Araştırmaya 17 ile 53 yaşları arasında 425 katılımcı dahil oldu. Katılımcıların sosyal medyada geçirdiği süre, anksiyete, depresyon, stres ve dikkat yönetimi test sonuçlarıyla karşılaştırıldı.
TRT'nin Social Science & Medicine dergisinden aktardığı araştırmaya göre, sosyal medya kullanım süresi ile depresyon ve stres arasında belirgin bir ilişki olmadığını, ancak anksiyete ile yalnızca zayıf bir bağ olduğunu ortaya koydu. Ayrıca, sosyal medyada daha fazla vakit geçirmenin dikkat kontrolünü çok az artırdığı gözlemlendi.
Araştırmalar, sosyal medyanın etkilerinin, kullanılan platforma bağlı olarak farklılık gösterebileceğini ortaya koydu. Örneğin, TikTok kullanımıyla dikkat kontrolü arasında küçük bir pozitif ilişki bulunurken, Facebook kullanımının ise sıkıntılı hissetmeyle ilişkili olabileceği gözlemlendi.

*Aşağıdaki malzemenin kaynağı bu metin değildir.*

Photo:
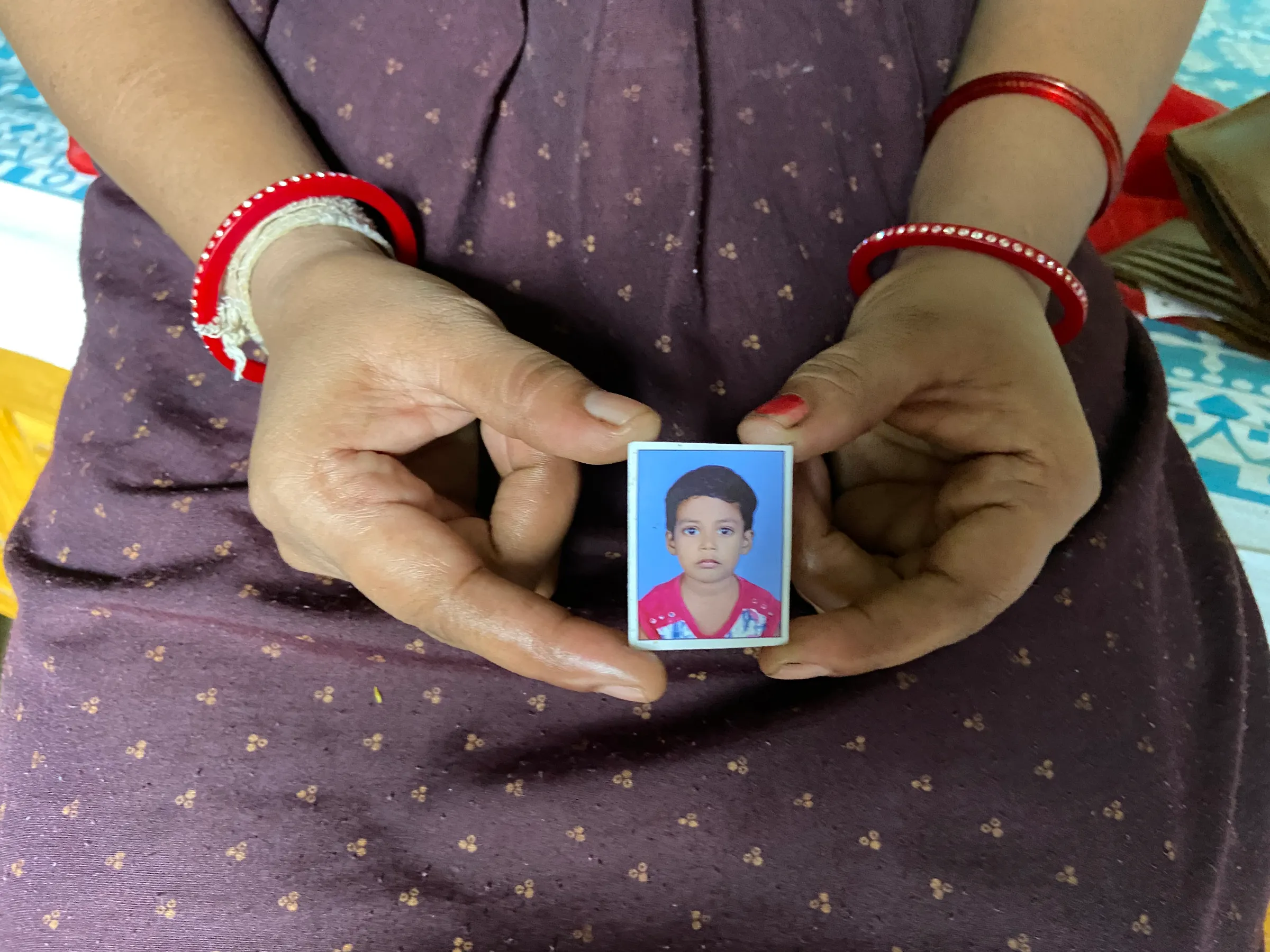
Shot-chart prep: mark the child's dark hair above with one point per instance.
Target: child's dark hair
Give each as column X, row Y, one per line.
column 716, row 483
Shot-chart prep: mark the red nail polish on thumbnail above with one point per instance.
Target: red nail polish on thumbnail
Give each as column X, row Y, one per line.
column 789, row 405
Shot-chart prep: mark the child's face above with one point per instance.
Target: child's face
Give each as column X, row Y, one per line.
column 709, row 538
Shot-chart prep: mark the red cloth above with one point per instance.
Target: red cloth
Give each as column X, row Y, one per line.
column 1150, row 195
column 79, row 159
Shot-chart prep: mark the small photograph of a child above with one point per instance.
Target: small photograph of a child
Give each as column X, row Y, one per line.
column 709, row 545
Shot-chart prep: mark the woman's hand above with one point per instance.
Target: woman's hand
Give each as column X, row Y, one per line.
column 960, row 456
column 371, row 361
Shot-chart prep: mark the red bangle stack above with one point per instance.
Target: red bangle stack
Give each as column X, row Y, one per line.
column 1034, row 84
column 205, row 295
column 1065, row 285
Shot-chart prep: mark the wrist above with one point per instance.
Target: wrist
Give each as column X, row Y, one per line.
column 1015, row 166
column 284, row 268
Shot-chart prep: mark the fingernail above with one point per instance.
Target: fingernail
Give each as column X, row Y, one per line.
column 613, row 408
column 624, row 692
column 791, row 407
column 797, row 671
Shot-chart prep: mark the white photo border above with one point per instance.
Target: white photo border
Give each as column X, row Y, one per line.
column 633, row 638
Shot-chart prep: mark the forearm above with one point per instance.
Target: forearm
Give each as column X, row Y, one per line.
column 170, row 98
column 1028, row 168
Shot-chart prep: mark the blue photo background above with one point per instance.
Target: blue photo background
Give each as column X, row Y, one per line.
column 763, row 470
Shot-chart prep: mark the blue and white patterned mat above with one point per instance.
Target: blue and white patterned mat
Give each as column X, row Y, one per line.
column 1220, row 401
column 32, row 140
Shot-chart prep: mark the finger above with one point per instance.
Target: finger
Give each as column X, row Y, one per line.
column 977, row 569
column 830, row 570
column 532, row 509
column 412, row 565
column 840, row 394
column 890, row 518
column 530, row 395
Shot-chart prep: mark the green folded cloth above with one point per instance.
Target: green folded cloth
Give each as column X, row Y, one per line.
column 1220, row 257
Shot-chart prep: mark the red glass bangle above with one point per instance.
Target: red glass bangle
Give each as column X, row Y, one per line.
column 1034, row 84
column 1065, row 285
column 205, row 294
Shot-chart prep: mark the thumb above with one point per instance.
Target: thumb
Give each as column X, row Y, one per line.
column 529, row 395
column 839, row 395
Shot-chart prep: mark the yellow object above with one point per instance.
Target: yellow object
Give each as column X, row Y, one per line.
column 31, row 395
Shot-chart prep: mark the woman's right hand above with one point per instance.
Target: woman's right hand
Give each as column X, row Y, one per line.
column 370, row 361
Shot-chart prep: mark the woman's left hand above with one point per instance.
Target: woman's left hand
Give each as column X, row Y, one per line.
column 960, row 459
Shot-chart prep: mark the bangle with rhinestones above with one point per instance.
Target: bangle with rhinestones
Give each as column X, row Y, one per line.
column 1065, row 285
column 215, row 259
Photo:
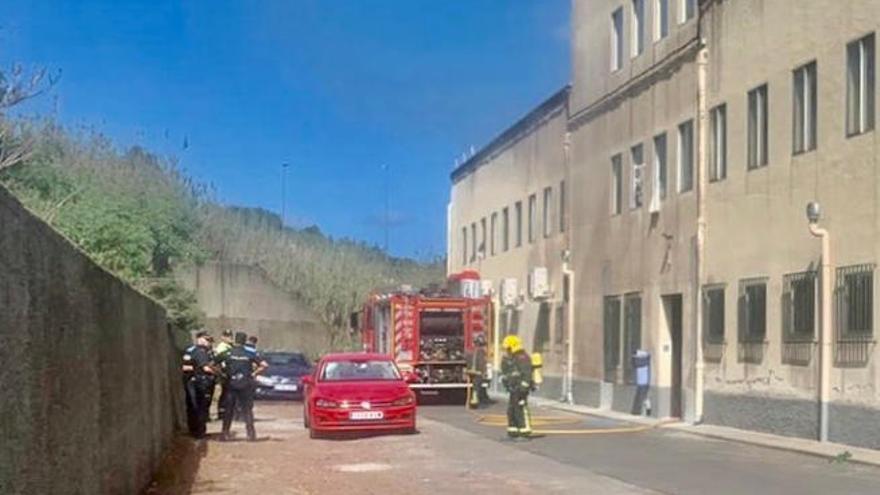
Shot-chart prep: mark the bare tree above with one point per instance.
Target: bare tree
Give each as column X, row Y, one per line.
column 16, row 86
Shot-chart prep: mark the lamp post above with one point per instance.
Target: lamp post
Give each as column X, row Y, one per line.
column 284, row 167
column 814, row 213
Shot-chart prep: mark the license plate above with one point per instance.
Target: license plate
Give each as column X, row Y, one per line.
column 365, row 415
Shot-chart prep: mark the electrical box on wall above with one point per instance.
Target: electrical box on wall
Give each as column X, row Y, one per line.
column 509, row 292
column 539, row 283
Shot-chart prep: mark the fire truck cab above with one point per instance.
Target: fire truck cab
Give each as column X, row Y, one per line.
column 429, row 333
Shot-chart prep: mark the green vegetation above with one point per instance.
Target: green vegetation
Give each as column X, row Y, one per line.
column 134, row 213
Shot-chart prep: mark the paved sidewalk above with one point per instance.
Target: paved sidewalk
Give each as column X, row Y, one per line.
column 826, row 450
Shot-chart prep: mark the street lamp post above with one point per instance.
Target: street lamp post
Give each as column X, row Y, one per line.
column 284, row 167
column 814, row 213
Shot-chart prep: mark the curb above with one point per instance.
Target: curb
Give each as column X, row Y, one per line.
column 859, row 455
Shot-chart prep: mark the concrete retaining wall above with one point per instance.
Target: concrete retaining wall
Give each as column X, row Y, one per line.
column 91, row 394
column 242, row 297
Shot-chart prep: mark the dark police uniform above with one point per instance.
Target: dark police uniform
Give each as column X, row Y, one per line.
column 198, row 385
column 517, row 378
column 238, row 367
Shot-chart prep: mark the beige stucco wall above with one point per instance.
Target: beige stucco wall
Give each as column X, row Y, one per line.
column 523, row 167
column 756, row 222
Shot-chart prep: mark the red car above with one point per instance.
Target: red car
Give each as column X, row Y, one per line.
column 357, row 391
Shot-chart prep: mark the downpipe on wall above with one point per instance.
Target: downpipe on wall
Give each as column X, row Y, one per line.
column 702, row 134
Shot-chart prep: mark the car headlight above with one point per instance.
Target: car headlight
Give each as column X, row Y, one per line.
column 326, row 403
column 265, row 380
column 404, row 401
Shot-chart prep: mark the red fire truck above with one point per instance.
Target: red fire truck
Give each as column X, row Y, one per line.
column 428, row 333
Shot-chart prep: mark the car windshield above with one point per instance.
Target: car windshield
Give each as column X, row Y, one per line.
column 360, row 370
column 285, row 359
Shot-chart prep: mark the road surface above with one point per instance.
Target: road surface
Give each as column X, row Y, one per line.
column 458, row 452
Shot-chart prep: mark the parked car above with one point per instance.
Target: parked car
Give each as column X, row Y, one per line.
column 283, row 378
column 356, row 392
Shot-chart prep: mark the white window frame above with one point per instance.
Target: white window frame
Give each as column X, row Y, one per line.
column 804, row 108
column 718, row 143
column 661, row 164
column 616, row 184
column 758, row 127
column 661, row 19
column 547, row 224
column 861, row 77
column 637, row 176
column 637, row 27
column 683, row 5
column 685, row 159
column 617, row 48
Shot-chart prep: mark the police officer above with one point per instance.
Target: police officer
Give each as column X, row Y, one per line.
column 240, row 366
column 198, row 381
column 517, row 379
column 479, row 396
column 220, row 352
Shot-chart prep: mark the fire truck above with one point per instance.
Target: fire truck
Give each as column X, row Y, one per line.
column 429, row 332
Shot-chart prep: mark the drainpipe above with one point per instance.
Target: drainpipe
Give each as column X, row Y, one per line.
column 568, row 390
column 702, row 157
column 825, row 337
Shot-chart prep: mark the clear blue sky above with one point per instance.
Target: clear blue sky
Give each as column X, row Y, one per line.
column 334, row 87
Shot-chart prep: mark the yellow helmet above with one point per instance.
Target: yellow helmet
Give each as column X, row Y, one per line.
column 511, row 343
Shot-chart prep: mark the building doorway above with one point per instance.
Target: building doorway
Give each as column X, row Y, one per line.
column 672, row 312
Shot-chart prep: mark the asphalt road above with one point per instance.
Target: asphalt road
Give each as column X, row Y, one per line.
column 668, row 461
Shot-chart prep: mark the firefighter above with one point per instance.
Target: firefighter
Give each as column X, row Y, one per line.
column 479, row 395
column 198, row 377
column 240, row 367
column 517, row 379
column 220, row 352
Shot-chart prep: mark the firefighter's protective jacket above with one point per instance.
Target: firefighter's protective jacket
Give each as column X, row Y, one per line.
column 517, row 372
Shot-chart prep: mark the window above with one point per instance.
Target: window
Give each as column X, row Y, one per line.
column 660, row 174
column 493, row 234
column 686, row 156
column 505, row 229
column 473, row 242
column 617, row 39
column 661, row 19
column 757, row 127
column 799, row 307
column 752, row 310
column 483, row 239
column 638, row 167
column 632, row 333
column 855, row 293
column 713, row 314
column 616, row 184
column 464, row 245
column 611, row 337
column 860, row 86
column 718, row 144
column 804, row 109
column 687, row 9
column 548, row 203
column 638, row 27
column 562, row 212
column 533, row 217
column 518, row 207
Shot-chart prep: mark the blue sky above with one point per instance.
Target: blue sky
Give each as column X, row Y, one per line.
column 336, row 88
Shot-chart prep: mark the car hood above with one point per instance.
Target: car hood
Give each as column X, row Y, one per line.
column 286, row 371
column 362, row 390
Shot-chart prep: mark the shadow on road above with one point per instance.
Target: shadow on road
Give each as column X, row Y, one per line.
column 177, row 473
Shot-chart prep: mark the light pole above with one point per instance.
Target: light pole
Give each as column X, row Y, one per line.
column 814, row 213
column 284, row 167
column 387, row 222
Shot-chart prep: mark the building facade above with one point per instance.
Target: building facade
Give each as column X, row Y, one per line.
column 694, row 135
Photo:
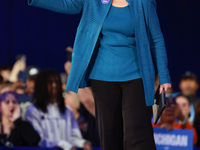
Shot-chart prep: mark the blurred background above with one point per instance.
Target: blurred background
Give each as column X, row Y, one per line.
column 43, row 35
column 33, row 39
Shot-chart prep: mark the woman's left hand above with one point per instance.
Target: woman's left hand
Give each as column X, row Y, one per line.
column 166, row 86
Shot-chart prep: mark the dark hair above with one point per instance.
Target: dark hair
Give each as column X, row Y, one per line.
column 41, row 95
column 4, row 94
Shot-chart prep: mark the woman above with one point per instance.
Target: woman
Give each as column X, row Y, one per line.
column 122, row 101
column 14, row 131
column 54, row 122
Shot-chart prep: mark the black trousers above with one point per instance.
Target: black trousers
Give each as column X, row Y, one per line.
column 123, row 119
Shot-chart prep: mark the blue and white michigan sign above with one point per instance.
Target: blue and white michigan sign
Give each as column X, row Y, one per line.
column 173, row 140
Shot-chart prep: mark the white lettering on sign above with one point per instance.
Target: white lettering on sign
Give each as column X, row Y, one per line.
column 171, row 139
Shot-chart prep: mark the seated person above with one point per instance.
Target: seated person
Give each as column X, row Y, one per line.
column 197, row 122
column 172, row 112
column 15, row 131
column 184, row 105
column 54, row 122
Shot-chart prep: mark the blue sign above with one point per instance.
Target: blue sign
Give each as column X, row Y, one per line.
column 176, row 139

Araştırmanın yazarı Patrick Clarke, TikTok kullanıcılarının çoğunlukla genç yaşta olduğunu ve bunun dikkat kontrolüyle bir bağlantı oluşturabileceğini belirtti. Ancak yaş faktörünü de göz önünde bulundurarak, bu ilişkinin yine de devam ettiğini ifade etti.
Araştırma ekibi, bulguların sosyal medyanın tamamen zararsız olduğu sonucunu doğurmadığını vurguluyor.
Clarke, bu bulguların yanlış anlaşılmaması gerektiğini belirterek, araştırmanın sadece sosyal medyada geçirilen süreye odaklandığını, bu nedenle sosyal medya kullanım süresinin değil, platformlarla nasıl etkileşim kurulduğunun ruh sağlığı açısından daha önemli olabileceğine dikkat çekti.
Araştırmanın baş yazarı Chloe Jones, Jones, “Sosyal medyada geçirilen zamanı objektif olarak ölçtüğümüzde, etkilerin çok küçük olduğunu ya da hiç olmadığını gözlemliyoruz” ifadelerini kullandı.